GPs will need £1.7bn to invest in IT for commissioning


GPs will need £1.7bn to invest in IT for commissioning

Kathleen Hall

GPs will need up to £1.7bn to invest in data analytics, business intelligence tools and a platform to join up systems if they are to deliver commissioning under the government's controversial NHS reforms.

More than half of all GPs (57%) believe that at least 10% of NHS efficiency savings should be reinvested in IT to deliver better patient care, according to a survey from IT analyst Silicon Bridge Research, and Intellect.

According to Silicon Bridge, this could result in an extra £350m per year on IT spend over the next five years.
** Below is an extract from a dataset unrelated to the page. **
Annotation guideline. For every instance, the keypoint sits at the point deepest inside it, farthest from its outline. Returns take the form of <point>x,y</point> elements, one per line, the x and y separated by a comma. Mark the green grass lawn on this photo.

GPs need sophisticated IT resources

Jon Lindberg, healthcare programme manager at Intellect, said GPs would need these tools to predict what aspects of healthcare are likely to be needed, such as increases in diabetes rates in certain geographical areas.

"From the survey and GPs we spoke to, we found fairly sophisticated IT resources will be needed to do the job of commissioning, such as data analysis, BI tools and a platform to join up with what other commissioners are doing," he said.

"If GPs don't get investment in IT then they won't be able to commission the right services to the right people and meet the needs of patients. That will then add cost and burden to consortia, which will have to spend more time commissioning," added Lindberg.

Securing funds for IT

Around 51% of GPs believe funds to invest in IT should come from the Department of Health or NHS Commissioning Board, according to the survey of 1,000 doctors. Just 17% expected NHS trusts to provide their own internal sources of funding for IT.

The research also found that GPs favour the transfer of clinical activity from the acute sector to community healthcare, a focus on preventative care, and reductions in avoidable A&E admissions.

NHS IT requirements not an immediate priority

However, with government plans to reform the NHS still on hold, it is likely IT requirements won't be looked at until 2012/2013, adds Lindberg.

The survey follows recent calls from MPs at a select committee for NHS complaints systems to be overhauled. Graham Kemp, head of public sector at SAS UK, said the NHS needs to examine the IT systems it has in place.

"[Just] categorising a complaint is not enough; it is crucial to identify the underlying cause. Looking at all the information in one place can both help manage the process from end-to-end and be used to accurately analyse trends," he said.